Sexual Assault Nursing Examiner services available for students
Survivors of sexual assault in Mount Pleasant will no longer have to find transportation to get specialized medical treatment.
A community partnership between the Saginaw Chippewa Indian Tribe, Central Michigan University, McLaren-Central Michigan and Women's Aid Service has reinstated the Sexual Assault Nurse Examiner program at McLaren-Central Michigan, providing services to people 12 years or older.
After someone has been sexually assaulted, the person can go to McLaren-Central Michigan for treatment relating to their assault, which includes emergency contraception, trauma response, sexually transmitted infection testing and treatment, forensic medical care and referral to further support services such as counseling.
If these services are not administered by a SANE nurse, there is a possibility they could be administered inappropriately and ineffectively, said CMU Police Lt. Larry Klaus.
"These services are essential because it's part of the survivor's long road to recovery," Klaus said.
Before the services were restored, CMUPD offered rides to survivors of sexual misconduct to get SANE services. This usually involved traveling to Midland or Lansing, Klaus said.
"Administering the services generally takes around three hours," Klaus said. "It was not the most accommodating."
Last year Klaus said CMUPD had to transport students about six times to get SANE services.
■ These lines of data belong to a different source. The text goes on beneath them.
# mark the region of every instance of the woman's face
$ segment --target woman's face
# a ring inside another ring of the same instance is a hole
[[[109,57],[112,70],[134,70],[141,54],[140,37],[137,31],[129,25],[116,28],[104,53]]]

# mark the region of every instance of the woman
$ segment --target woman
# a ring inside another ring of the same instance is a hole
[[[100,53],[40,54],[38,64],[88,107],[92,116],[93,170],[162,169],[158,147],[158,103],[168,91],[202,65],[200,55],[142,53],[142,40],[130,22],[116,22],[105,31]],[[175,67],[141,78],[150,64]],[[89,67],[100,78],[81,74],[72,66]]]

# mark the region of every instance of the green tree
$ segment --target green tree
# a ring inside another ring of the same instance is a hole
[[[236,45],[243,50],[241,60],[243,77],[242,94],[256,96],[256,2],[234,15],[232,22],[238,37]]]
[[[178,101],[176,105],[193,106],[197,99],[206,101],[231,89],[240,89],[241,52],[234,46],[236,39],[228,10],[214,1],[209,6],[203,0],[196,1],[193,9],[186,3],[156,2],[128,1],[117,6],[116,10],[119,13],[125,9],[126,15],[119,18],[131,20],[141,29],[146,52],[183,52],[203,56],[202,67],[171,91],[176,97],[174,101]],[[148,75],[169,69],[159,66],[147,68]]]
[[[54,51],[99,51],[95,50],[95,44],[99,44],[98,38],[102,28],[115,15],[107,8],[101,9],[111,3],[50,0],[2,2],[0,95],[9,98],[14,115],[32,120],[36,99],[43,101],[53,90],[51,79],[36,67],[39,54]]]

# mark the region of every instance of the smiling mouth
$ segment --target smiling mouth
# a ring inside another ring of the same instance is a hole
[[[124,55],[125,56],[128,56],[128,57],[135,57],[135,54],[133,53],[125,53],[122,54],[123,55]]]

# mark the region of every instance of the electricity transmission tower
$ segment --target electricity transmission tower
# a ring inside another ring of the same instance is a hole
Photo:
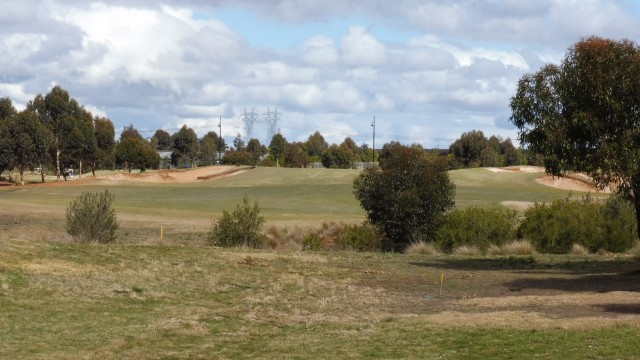
[[[253,138],[253,124],[256,122],[256,113],[251,108],[251,112],[247,113],[247,109],[244,109],[242,114],[242,122],[244,123],[244,143],[248,144],[249,140]]]
[[[276,110],[274,112],[271,112],[271,110],[267,108],[267,113],[263,115],[264,120],[267,122],[267,144],[269,144],[276,134],[276,129],[278,128],[278,120],[280,120],[280,114],[278,113],[278,108],[276,107]]]

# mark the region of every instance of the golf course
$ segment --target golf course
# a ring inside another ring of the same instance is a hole
[[[421,255],[208,245],[243,198],[280,233],[361,223],[359,170],[207,167],[0,186],[0,358],[636,359],[640,252]],[[450,172],[457,207],[595,192],[538,168]],[[65,231],[115,196],[112,244]],[[637,247],[636,247],[637,249]]]

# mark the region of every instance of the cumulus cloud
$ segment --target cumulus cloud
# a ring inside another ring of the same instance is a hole
[[[117,128],[198,134],[242,131],[240,114],[279,107],[291,140],[316,130],[447,141],[474,128],[513,137],[508,101],[518,79],[591,34],[637,38],[631,2],[585,0],[33,0],[0,12],[0,97],[26,104],[52,84]],[[225,23],[225,10],[287,24],[286,46],[250,45],[260,24]],[[588,21],[585,21],[588,19]],[[320,24],[310,27],[307,24]],[[375,24],[375,25],[372,25]],[[325,29],[326,27],[326,29]],[[249,30],[247,30],[249,29]],[[383,120],[384,119],[384,120]],[[264,124],[263,124],[264,125]],[[264,126],[256,136],[265,136]],[[262,133],[261,133],[262,132]],[[263,139],[261,139],[263,141]],[[449,141],[450,142],[450,141]],[[427,145],[425,144],[425,145]]]
[[[367,29],[354,26],[340,42],[341,59],[351,66],[380,65],[387,60],[384,44]]]

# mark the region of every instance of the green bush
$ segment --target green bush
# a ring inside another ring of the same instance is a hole
[[[108,190],[82,193],[67,208],[67,233],[81,243],[115,241],[118,222],[111,206],[113,199]]]
[[[361,225],[344,225],[336,238],[338,250],[381,251],[380,234],[368,223]]]
[[[637,239],[633,206],[612,196],[598,203],[590,196],[536,204],[525,212],[518,237],[530,240],[541,252],[565,254],[574,244],[589,252],[623,252]]]
[[[486,251],[490,245],[501,246],[513,240],[516,222],[517,212],[512,209],[455,209],[445,215],[436,233],[435,242],[446,253],[451,253],[460,246]]]
[[[265,236],[261,233],[264,217],[260,215],[260,207],[256,201],[253,206],[244,198],[242,205],[237,205],[233,213],[226,210],[222,217],[214,221],[209,232],[209,243],[216,246],[247,246],[261,248],[265,244]]]

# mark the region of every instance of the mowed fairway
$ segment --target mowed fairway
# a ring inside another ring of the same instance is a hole
[[[205,245],[211,218],[244,196],[278,226],[362,221],[357,174],[256,168],[192,183],[1,188],[0,358],[638,358],[640,262],[632,255]],[[451,173],[460,206],[567,196],[535,182],[541,175]],[[116,195],[118,242],[69,243],[66,206],[105,188]]]

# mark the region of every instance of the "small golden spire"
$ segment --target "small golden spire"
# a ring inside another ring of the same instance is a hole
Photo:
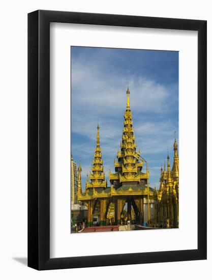
[[[129,89],[128,83],[127,91],[127,109],[128,110],[130,109],[130,90]]]
[[[164,167],[163,169],[163,177],[164,180],[166,180],[167,179],[167,174],[166,170],[166,160],[164,159]]]
[[[166,180],[166,186],[167,187],[171,187],[173,186],[173,180],[171,178],[171,171],[170,169],[170,161],[169,161],[169,156],[168,155],[167,156],[167,161],[168,161],[168,166],[167,166],[167,179]]]
[[[100,145],[100,139],[99,139],[99,122],[97,125],[97,146]]]
[[[82,183],[81,181],[81,172],[82,169],[81,167],[81,158],[79,159],[79,166],[78,167],[78,197],[82,194]]]
[[[173,147],[174,153],[174,161],[173,162],[173,166],[171,170],[171,172],[174,180],[177,181],[179,179],[179,158],[178,156],[178,146],[176,138],[174,139]]]

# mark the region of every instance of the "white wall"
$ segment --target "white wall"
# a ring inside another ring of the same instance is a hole
[[[208,260],[38,272],[27,268],[27,13],[38,9],[193,18],[208,20],[208,77],[212,75],[212,12],[210,1],[20,0],[1,5],[0,120],[1,137],[0,275],[7,279],[102,279],[134,276],[158,279],[193,279],[211,275],[211,146],[208,147]],[[208,79],[208,142],[211,137],[211,86]],[[146,241],[145,241],[146,242]],[[135,276],[136,275],[136,276]],[[208,277],[207,277],[207,278]]]

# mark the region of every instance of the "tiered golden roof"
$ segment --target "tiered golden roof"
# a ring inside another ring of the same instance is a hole
[[[118,161],[114,161],[115,173],[109,172],[110,183],[115,187],[124,185],[137,185],[142,181],[146,183],[148,173],[141,172],[143,161],[140,160],[140,151],[136,151],[137,145],[134,133],[132,112],[130,106],[130,90],[127,91],[127,109],[124,116],[123,132],[120,143],[120,151],[117,151]]]
[[[93,161],[92,167],[92,173],[90,172],[89,182],[87,178],[85,187],[86,189],[91,188],[106,188],[107,181],[105,180],[105,173],[102,158],[101,149],[99,136],[99,125],[97,126],[97,146],[94,154],[94,159]]]

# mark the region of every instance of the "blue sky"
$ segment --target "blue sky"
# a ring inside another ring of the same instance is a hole
[[[109,170],[114,171],[128,82],[137,147],[148,161],[151,187],[159,187],[167,150],[172,162],[178,130],[178,52],[71,47],[71,150],[77,164],[81,157],[83,188],[98,120],[107,180]]]

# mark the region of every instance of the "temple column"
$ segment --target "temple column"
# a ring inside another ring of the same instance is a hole
[[[91,201],[89,200],[87,203],[87,226],[92,226],[92,218],[91,215],[92,214],[92,209],[91,209]]]
[[[127,202],[127,218],[128,220],[131,219],[131,202],[130,199],[128,199]]]
[[[139,222],[142,226],[143,223],[143,197],[139,199]]]
[[[117,199],[117,224],[120,225],[121,218],[121,199],[120,198]]]
[[[178,205],[178,201],[176,201],[176,227],[178,227],[179,226],[179,205]]]
[[[167,228],[170,228],[170,203],[167,206]]]
[[[104,213],[104,200],[100,200],[100,226],[105,226],[105,215]]]

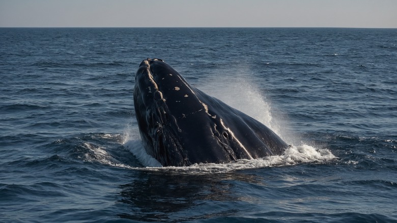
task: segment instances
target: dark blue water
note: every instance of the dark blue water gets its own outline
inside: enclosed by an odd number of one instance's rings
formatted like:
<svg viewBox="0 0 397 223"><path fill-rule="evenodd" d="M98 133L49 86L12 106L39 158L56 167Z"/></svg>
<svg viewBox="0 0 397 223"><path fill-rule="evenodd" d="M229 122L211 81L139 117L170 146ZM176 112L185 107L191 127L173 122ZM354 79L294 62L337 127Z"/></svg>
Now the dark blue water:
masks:
<svg viewBox="0 0 397 223"><path fill-rule="evenodd" d="M0 221L397 221L396 44L395 29L0 29ZM294 146L156 167L132 97L148 57Z"/></svg>

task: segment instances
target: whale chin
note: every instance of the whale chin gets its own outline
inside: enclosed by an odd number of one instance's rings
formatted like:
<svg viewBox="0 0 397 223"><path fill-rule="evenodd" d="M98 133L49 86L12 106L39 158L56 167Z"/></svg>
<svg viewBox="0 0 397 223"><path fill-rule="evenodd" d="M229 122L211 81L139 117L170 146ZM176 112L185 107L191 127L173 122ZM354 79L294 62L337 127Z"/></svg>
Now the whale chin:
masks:
<svg viewBox="0 0 397 223"><path fill-rule="evenodd" d="M288 147L261 122L190 86L162 60L144 60L135 79L141 138L163 166L254 159Z"/></svg>

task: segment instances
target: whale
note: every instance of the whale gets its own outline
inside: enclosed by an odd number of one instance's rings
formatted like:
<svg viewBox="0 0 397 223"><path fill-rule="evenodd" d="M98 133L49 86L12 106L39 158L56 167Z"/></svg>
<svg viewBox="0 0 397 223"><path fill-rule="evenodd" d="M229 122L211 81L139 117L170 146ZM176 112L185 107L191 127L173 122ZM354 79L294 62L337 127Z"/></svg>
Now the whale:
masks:
<svg viewBox="0 0 397 223"><path fill-rule="evenodd" d="M189 84L161 59L142 61L133 91L143 147L163 166L257 159L289 147L260 122Z"/></svg>

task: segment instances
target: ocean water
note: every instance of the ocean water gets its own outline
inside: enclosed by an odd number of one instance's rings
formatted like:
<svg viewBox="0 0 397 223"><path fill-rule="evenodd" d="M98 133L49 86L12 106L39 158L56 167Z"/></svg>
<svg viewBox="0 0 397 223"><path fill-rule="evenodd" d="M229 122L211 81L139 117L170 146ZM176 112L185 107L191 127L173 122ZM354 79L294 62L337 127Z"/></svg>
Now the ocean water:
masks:
<svg viewBox="0 0 397 223"><path fill-rule="evenodd" d="M0 29L0 222L397 222L396 44L395 29ZM134 117L147 58L293 147L161 167Z"/></svg>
Getting transportation to services in a timely manner is important because there is a 120-hour window where forensic evidence is lost if a survivor doesn't have access to services.
"When we had a student that came to us, we got them to the service," Klaus said. "We're always going in order to make sure our students are taken care of."
A group of nurses volunteered to take the required 40 hours of training to get SANE certified to provide the services that have been absent from Isabella County since 2013, due to a reduction in grant funding.
"I hope the service will never have to be used, but that’s not the case," said Anthony Voisin, associate vice president of student affairs. "There will be situations on campus and off campus, involving students and not involving students. Now that we have this service locally, it’s great for survivors to not have to be transported to Lansing."
Grant money from the Saginaw Chippewa Indian Tribe was reallocated in support of SANE efforts in September 2015 and the program officially became available once more in June 2016.
People who use SANE are not charged for the administering of services, Klaus said.
Survivors can get all of the services and have the choice of launching an investigation through law enforcement if they so choose. If the perpetrator is a CMU student, they can also choose to pursue an investigation at the university level.
"At CMU, we understood the importance of having these services," Voisin said. "We decided to collaborate with the tribe and the hospital to ensure we could get those services back here for campus and the community."